Nel mio studio di notte. Le tapparelle sono abbassate, qualcuna sbilenca, sono anni oramai che nessuno le tira più su. Forse mi vergogno delle mie produzioni e non voglio correre il rischio che qualcuno mi guardi. Le librerie coprono le pareti. Tappeti, polvere e i fogli sparsi ovunque, qualcuno con qualcosa di importante, ma chi li ha più guardati? La luce di lampadina opaca penzola sui miei pensieri al passaggio di ogni autobus. Fuori un mondo di illusioni si muove frenetico e inutile. Dentro il mappamondo di speranze col supporto di legno e le sue tre gambe che ho dimenticato di far correre. Lo faccio roteare sul suo perno con una decisa manata. Non pensavo di avere tanta forza. Innaturale. Aumenta di velocità ad ogni giro. I fogli cominciano a vibrare e poi a galleggiare in aria. I libri si consultano da soli come un vocabolario, alla ricerca forse di una conoscenza di quel fenomeno. Io stesso vacillo, mi esibisco in una veronica, perdo l’equilibrio e poi il contatto col suolo e mi accorgo di essere nella tromba d’aria di quell’episodio di “Fantasia” di Walt Disney. “La Notte sul monte Calvo” (a night on the bare mountain) con Mussorgsky che me la suona nei timpani diabolicamente ubriaco. Il vortice si gonfia, si innalza, danza, caracolla e salta fino a puntarsi sul quarantacinquesimo parallelo del mappamondo. Si ferma proprio su Roma e io lì cado perdendo i sensi.

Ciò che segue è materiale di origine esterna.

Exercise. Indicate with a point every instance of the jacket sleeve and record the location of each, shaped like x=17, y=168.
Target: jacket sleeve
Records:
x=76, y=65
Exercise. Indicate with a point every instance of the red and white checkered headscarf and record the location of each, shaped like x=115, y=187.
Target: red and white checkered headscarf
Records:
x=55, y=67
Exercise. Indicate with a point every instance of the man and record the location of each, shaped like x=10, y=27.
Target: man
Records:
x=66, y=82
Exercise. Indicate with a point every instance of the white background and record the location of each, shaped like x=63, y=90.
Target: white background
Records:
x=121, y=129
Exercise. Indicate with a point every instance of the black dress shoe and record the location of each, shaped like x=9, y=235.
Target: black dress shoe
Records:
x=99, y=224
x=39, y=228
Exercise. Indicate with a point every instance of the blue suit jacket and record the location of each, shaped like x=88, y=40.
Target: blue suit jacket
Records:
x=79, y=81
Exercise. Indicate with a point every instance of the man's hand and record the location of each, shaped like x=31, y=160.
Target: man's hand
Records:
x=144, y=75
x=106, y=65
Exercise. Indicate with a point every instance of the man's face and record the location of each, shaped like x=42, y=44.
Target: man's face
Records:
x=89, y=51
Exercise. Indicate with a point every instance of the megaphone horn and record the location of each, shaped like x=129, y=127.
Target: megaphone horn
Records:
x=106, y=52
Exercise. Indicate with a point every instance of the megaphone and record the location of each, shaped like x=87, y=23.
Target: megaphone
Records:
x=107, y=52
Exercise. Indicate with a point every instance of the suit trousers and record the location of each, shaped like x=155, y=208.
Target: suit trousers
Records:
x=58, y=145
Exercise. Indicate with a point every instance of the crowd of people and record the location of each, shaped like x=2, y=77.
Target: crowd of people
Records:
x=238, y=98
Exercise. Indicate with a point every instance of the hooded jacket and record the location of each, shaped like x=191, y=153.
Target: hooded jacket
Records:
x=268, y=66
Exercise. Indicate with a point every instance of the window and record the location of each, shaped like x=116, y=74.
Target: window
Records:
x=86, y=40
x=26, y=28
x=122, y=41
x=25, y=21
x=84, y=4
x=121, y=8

Con gli occhi ancora chiusi il mio corpo cerca la familiarità dello spazio. Non la trova. Né cuscino, né coperta, né distanza gomito-muro. Apro gli occhi e vedo la natura attraverso una bottiglia di cognac. Pian piano il cognac si dissolve e pure la bottiglia, dentro la bocca oceani di guano cullano la carogna di un ippopotamo. Sono in un parco. Parco parco, infatti è quello sotto Castel Sant’Angelo e il febbricitante flusso di questa storia mi porta sotto gli occhi l’agognato ragazzino. Ce ne sono parecchi per la verità e giocano al pallone.
“Ermanno!” Chiama uno.
E lui: “Tiè!” E non gliela passa, ma finta, dribbla e segna.
“Goooo!” Faccio io e mi produco in una danza.
“Ma chi è? Che vò?”
“Bo!”
...
Al termine della partita mi congratulo con la squadra di Ermanno tra le facce interrogative degli atleti.
“Ma chi sei un petofilo?” Mi fa un bambinetto.
“Ma io ti conosco” l’attento Ermanno “tu sei quello dei diti nel bucio. Come ti chiami?”
“Io mi chiamo…” E come mi chiamo… “…Socrate.” Presuntuoso. “Mi chiamo Socrate. E la storia dei diti è meglio che rimanga fra noi.”
Ritorno a casa. È sera. Sono soddisfatto. Nello studio un caos demoralizzante. Il vuoto acustico amplifica il sonoro dei ricordi. Sprofondo nella poltrona di pelle e ascolto ancora una volta le voci dei bambini e i tonfi della palla.

1 commento:

  1. questa storia mi fa pensare a quando, da piccolo, osservavo gli adulti e non riuscivo a credere che fossero stati bambini. tanto meno riuscivo a credere che un giorno sarei diventato come loro. ma un tizio, col volto de prugna e le mani de legno, mi svelo' il segreto che ti permette di rimanere bambino anche nell'eta' senile. me lo scrisse su un bigliettino. ce l'ho ancora in tasca.